Economy undermines red-blue view

The red state/blue state fad is getting old and tired. My enthusiasm for this draw-and-quarter political theory is not waning simply because the number of red states is declining. It’s just that the underlying concept doesn’t fit the real world in which we live. The whole formulation seems bound by time, merely genuflecting to Karl Rove’s 2000 and 2004 “court the base” strategy that has failed to outlive its mastermind.

I also find the red-blue premise too predestinarian. It seems to deny free will in a manner that is neither American nor democratic. How can consultants possibly earn their keep if political outcomes are already dictated by a state’s color on someone’s map?

The utter failure of the entire premise is reflected in the growing number of so-called purple states. In a world where every living thing is supposed to be plant or animal, what would the scientists do if things started showing up that were neither? They would, of course, rationally dismiss the theory that everything falls into one of two categories. A new classification of life form would be promulgated, one that takes into account the most recent discoveries.

The economic issues that are likely to be central in the 2010 elections illustrate the inadequacy of the red-blue concept. Consider unemployment rates. The latest (June 2009) unemployment rate for the nation was 9.5 percent. In red states, it was 8.1 percent and in blue states it was a not-so-different 9.2 percent, hardly divergent enough to suggest that we’re talking about two different worlds. The purple states are somewhere in the middle, as we might expect, at 8.8 percent.

While these means are interesting, even they distort the utility of a red-blue theorem. Without getting into esoteric statistics like standard deviations and so forth, it’s useful to examine the range of unemployment experiences within the color groups. There are five low-ball red states, mostly in the Mountain West, that have unemployment rates below 6 percent. But there are seven red states with unemployment rates above 10 percent. Comparable discrepancies are evident within the blue states. Four have unemployment rates below 8 percent, while five have rates exceeding 10 percent.

Given these numbers, what is a red state strategy for unemployment messaging? Do you run against the powers that be, blaming them for unacceptably high unemployment? Or do you run against national policies, extolling your local policies as a better alternative to what’s happening in high-unemployment states? Of course, the answers depend on where you live, even if you are talking only of red states.
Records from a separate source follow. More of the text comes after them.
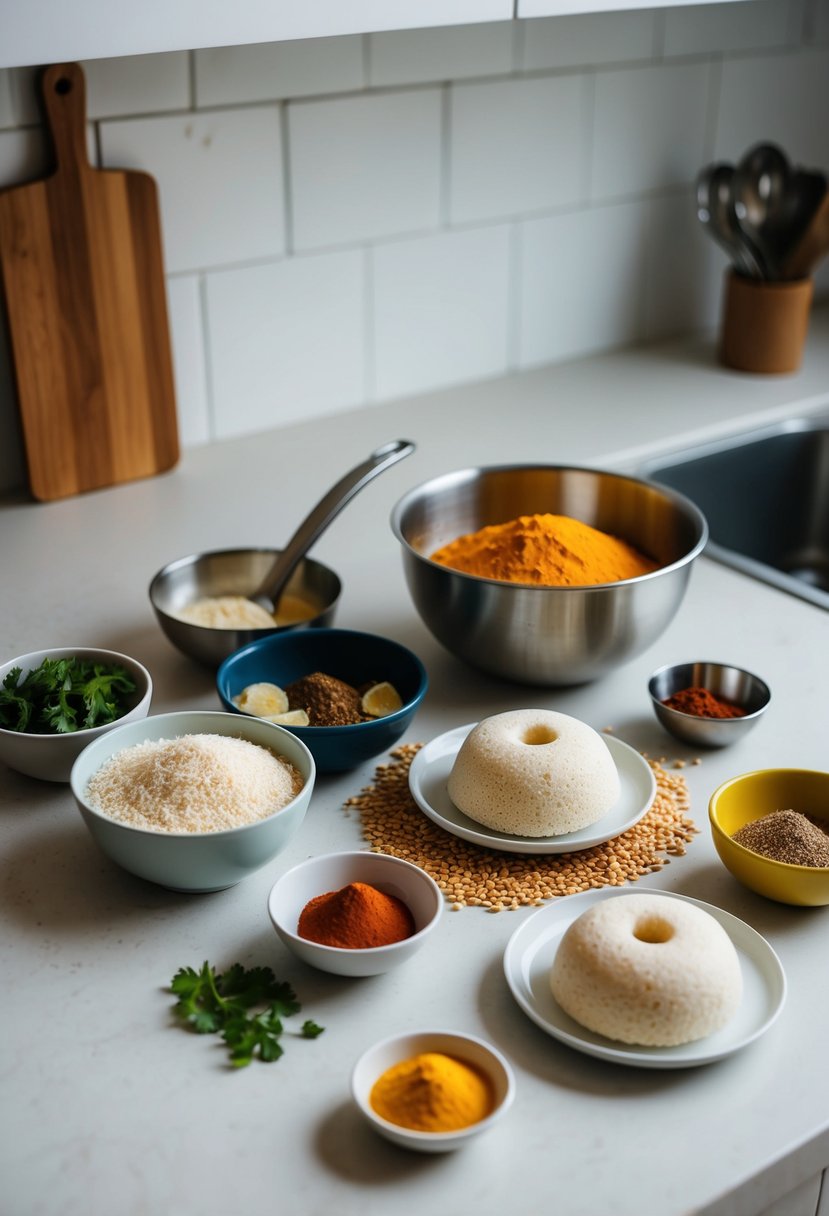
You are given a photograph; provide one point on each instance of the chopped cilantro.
(62, 696)
(226, 1005)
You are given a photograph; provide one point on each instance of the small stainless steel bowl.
(233, 572)
(738, 686)
(547, 635)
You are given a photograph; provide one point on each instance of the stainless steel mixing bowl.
(547, 635)
(233, 572)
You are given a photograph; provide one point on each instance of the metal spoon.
(772, 203)
(272, 585)
(812, 245)
(715, 210)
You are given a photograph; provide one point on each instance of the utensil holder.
(765, 324)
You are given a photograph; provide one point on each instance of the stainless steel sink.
(766, 496)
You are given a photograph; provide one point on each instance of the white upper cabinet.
(558, 7)
(55, 31)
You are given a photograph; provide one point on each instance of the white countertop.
(108, 1108)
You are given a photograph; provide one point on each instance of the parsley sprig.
(62, 696)
(226, 1005)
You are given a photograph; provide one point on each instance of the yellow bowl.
(753, 795)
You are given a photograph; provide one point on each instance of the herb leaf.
(62, 696)
(223, 1003)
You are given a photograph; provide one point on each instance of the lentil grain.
(474, 877)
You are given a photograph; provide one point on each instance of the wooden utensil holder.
(765, 324)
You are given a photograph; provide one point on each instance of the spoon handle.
(813, 245)
(326, 510)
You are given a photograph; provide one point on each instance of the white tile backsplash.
(649, 128)
(365, 167)
(718, 28)
(582, 282)
(677, 251)
(515, 146)
(6, 110)
(270, 71)
(184, 297)
(451, 321)
(584, 39)
(286, 341)
(421, 56)
(779, 97)
(136, 84)
(220, 180)
(24, 156)
(351, 219)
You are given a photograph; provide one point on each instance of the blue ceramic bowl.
(347, 654)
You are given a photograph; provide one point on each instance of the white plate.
(531, 950)
(432, 765)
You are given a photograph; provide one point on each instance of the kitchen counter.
(108, 1108)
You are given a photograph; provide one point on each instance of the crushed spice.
(356, 917)
(703, 703)
(788, 837)
(326, 699)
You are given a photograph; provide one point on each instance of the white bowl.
(333, 871)
(400, 1047)
(50, 756)
(195, 861)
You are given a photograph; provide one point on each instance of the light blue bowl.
(349, 656)
(191, 861)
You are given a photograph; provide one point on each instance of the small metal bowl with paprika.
(360, 899)
(708, 704)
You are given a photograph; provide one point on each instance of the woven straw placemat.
(474, 877)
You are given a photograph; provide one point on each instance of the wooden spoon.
(812, 246)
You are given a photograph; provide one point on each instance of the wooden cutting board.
(80, 253)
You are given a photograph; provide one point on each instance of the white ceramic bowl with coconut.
(198, 860)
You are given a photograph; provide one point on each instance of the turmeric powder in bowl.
(545, 550)
(433, 1092)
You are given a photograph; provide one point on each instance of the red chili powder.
(703, 703)
(356, 917)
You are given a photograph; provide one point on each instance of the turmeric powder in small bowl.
(432, 1091)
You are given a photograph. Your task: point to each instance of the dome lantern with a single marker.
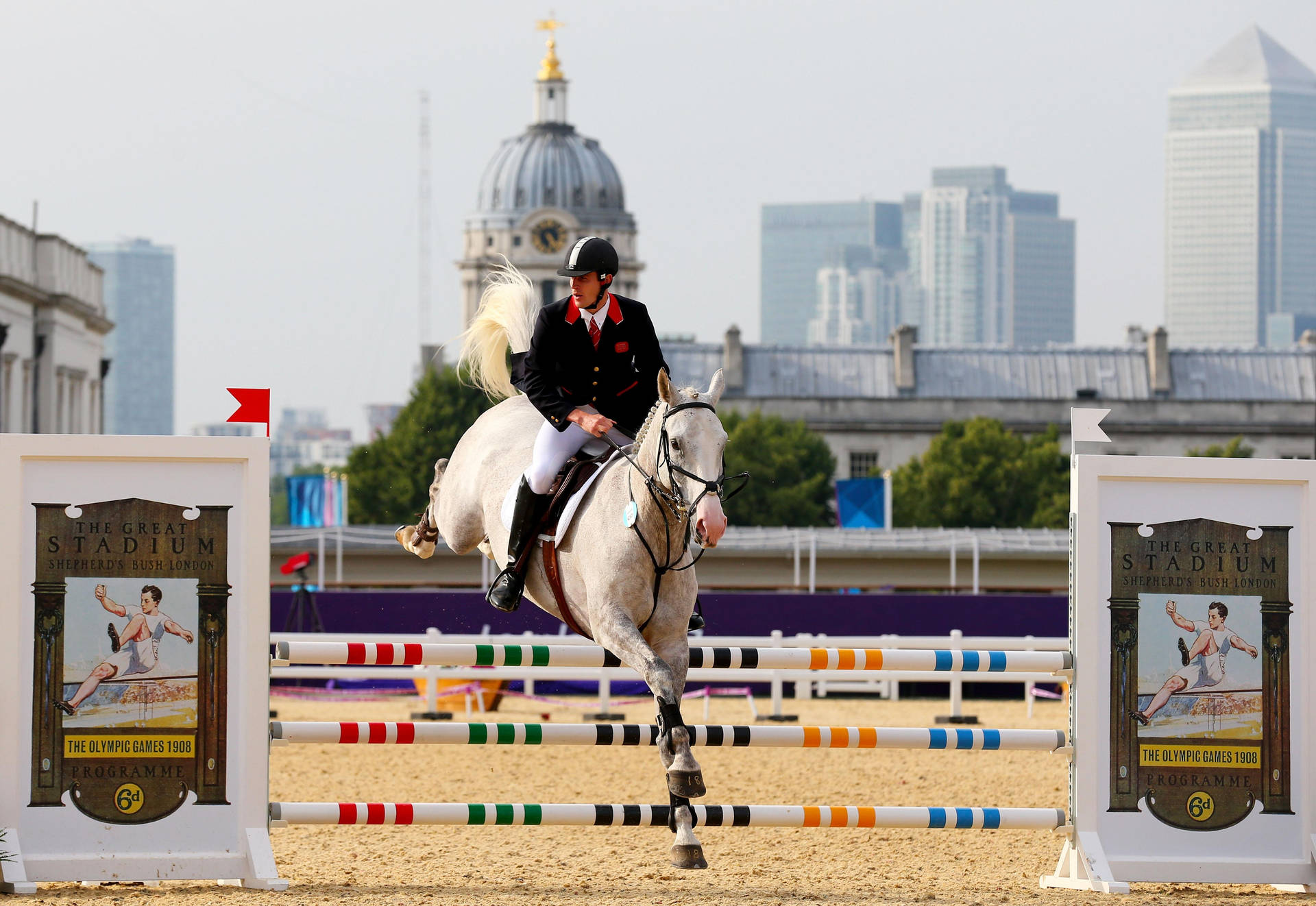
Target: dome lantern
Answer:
(550, 90)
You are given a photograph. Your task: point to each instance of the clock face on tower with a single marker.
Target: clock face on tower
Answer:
(549, 236)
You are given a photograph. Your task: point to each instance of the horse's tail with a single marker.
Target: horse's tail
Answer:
(506, 317)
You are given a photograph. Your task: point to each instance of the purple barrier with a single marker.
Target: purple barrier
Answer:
(727, 613)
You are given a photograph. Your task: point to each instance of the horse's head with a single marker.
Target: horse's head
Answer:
(694, 455)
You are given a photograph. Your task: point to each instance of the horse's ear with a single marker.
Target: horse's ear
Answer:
(666, 392)
(716, 387)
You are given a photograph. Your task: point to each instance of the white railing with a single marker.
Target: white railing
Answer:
(807, 683)
(796, 543)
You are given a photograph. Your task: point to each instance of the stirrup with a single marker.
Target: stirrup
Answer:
(696, 618)
(506, 582)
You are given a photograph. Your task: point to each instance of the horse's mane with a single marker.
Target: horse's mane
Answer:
(685, 393)
(649, 420)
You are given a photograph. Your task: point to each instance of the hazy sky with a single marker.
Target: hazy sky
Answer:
(274, 146)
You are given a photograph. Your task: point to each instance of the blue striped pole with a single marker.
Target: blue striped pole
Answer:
(646, 734)
(657, 816)
(550, 655)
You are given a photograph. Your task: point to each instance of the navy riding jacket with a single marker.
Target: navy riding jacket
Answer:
(563, 371)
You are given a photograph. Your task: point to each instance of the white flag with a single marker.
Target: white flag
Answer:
(1085, 425)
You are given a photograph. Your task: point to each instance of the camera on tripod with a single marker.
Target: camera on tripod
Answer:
(303, 609)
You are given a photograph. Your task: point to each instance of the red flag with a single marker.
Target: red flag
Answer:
(253, 405)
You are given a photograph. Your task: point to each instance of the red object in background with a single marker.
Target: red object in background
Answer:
(253, 405)
(296, 562)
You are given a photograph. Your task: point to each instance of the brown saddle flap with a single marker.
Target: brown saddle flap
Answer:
(573, 476)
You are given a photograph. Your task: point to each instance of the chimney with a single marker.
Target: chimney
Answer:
(1158, 362)
(902, 342)
(733, 360)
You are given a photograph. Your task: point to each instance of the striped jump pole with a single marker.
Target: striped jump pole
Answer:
(646, 734)
(657, 816)
(772, 659)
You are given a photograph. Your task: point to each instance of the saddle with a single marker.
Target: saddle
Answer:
(572, 478)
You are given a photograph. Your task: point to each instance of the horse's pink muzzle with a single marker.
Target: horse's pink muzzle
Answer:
(709, 521)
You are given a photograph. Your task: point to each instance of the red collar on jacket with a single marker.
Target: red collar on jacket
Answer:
(574, 310)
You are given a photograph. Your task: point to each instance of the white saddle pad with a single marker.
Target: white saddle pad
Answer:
(568, 513)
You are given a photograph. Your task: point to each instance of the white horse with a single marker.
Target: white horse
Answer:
(607, 568)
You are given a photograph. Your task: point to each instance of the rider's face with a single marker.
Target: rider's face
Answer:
(586, 289)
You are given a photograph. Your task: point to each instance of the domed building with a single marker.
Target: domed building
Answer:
(541, 193)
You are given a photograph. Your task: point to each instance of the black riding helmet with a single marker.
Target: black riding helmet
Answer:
(590, 254)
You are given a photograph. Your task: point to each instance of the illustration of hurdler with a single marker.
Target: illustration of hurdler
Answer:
(136, 650)
(1204, 662)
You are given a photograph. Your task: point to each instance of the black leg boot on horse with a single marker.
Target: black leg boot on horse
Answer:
(506, 591)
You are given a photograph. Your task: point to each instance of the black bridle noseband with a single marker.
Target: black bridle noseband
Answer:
(673, 500)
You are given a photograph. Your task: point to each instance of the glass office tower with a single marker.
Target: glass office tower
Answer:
(140, 302)
(796, 240)
(994, 266)
(1240, 203)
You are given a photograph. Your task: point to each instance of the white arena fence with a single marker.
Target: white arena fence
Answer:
(807, 683)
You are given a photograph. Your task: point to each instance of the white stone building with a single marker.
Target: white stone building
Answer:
(53, 330)
(878, 406)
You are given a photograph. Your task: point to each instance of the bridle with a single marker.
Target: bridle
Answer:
(672, 500)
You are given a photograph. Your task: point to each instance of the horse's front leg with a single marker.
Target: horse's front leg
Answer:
(686, 851)
(616, 631)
Some conservatives seem to think that we can push forward as national role models the red states that have Republican governors, lower taxes and right-to-work laws. It seems like that would be a decent strategy. But how do we explain that several of these —Alabama, Georgia and South Carolina — have double-digit unemployment (though only South Carolina’s rate exceeds the national average by a statistically significant amount)? In this same confusing and sometimes contradictory context, it’s worth a reminder that three other so-called red states with high unemployment — Kentucky (10.9 percent), North Carolina (11.0) and Tennessee (10.8) — have elected Democratic governors. Kentucky also has union shop laws.

In short, we cannot assume how the economy will treat voters simply because they reside in a red state. There are many more factors in the equation than a simple dichotomous red-blue explanation can handle.

Social scientists sometimes posit that a good theory is elegant in its simplicity. The red-blue model is certainly uncomplicated, but it’s too simple to be useful anymore. In fairness, the red-blue concept grew from post-election analyses, engendered by those wall-size maps produced by Election Data Services depicting election outcomes. But for a predictive, forward-looking model, let’s look elsewhere.

Hill is a member of the research faculty at Auburn University and has been a Republican pollster since 1984.